You know, if you wake up every morning and you’re thinking about what am I grateful for? Who at the company am I grateful for? I just think you’re going to get bombarded with crazy stuff. You know, as soon as you start checking email, when you start getting on phone calls, you’re going to get thrown a curveball and it can really throw you off. So, I would just say the thing I’ve learned from my mentors and including our current chairman, Jim Hobart, is you need to have gratitude for your people. And it goes a long way.

Chris Stock 

I love that actually. To expand on the point you’re making in terms of everything that’s going on around you. I woke up yesterday and I’m on a visa and suddenly I hear about green cards being temporarily on hold. And it’s like, what does that mean? And suddenly you panic and then you just stop and you just look out the window. You have to be like what’s going to happen is going to happen. Countries have to make the right decisions for their country. We have to make the right decisions for us as individuals and you know just have that gratitude for what you have and where you are and what’s happening and things will sort themselves out in whatever way they’re meant to. Final question then before we just wrap up. Any final thoughts or reflections that you have that we haven’t discussed that you might like to put out there? 

Aaron Burton 

So someone asked me the other day what do I miss the most right now? And I really sat back and I thought about that, you know, I travel a ton. I live in Dallas, but we’re based in Palo Alto.
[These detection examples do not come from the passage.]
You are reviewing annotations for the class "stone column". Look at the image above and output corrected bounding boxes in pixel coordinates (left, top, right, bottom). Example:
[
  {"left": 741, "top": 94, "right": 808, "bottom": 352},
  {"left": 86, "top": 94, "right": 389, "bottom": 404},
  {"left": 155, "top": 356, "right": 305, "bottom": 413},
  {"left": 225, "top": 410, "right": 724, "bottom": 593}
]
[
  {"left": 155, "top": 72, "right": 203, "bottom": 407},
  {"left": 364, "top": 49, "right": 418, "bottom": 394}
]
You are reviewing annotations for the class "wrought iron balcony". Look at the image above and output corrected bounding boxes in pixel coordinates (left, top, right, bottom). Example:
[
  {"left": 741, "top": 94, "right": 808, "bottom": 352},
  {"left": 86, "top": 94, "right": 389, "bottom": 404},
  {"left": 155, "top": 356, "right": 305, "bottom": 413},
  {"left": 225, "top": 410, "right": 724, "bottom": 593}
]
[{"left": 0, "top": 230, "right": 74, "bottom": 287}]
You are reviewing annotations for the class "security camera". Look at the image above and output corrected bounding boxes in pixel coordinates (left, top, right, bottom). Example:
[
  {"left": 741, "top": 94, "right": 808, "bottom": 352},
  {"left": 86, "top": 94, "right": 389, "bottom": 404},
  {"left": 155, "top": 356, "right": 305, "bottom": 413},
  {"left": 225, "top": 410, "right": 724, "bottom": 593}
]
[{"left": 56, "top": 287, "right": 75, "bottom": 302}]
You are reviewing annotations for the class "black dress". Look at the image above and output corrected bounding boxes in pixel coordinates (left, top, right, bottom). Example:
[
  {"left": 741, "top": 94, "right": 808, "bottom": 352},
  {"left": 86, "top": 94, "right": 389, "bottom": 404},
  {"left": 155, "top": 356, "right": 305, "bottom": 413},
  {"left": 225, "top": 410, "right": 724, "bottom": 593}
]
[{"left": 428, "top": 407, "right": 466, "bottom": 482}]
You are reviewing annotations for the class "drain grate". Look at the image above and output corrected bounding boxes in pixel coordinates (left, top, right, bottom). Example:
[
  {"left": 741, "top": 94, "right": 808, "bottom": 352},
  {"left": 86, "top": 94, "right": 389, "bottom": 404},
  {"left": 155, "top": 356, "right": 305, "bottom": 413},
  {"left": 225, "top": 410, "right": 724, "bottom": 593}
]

So I’m going back and forth and I thought I missed a lot of things, but I’ve got to tell you, I really appreciate the time home with the family and I just really appreciate it right now. So as much as I look forward to getting back out to California and you know, getting back on the flights and seeing everybody out there, I’ve got to tell you, I appreciate and I’m grateful that for the times right now I get to be home and I’m not traveling and I’m really trying to enjoy it as much as I can. And you know, we can’t get out of the house much, but at least the college kids are here, all the kids are here and it’s kind of cool to have the family here and I’m just appreciating it while I’ve got it. Knowing that at some point here pretty quickly I’ll be back on that plane heading out to California again.

Chris Stock 

Yes. I think as quick as we’ve come into this there’s a point where suddenly the new normal arrives.

Aaron Burton 

Yes. I agree.

Chris Stock 

Fantastic. So thank you again for agreeing to this interview, I’ve taken a lot from it.

Aaron Burton

Well, I appreciate it, Chris. Thanks for having me, man. Thank you.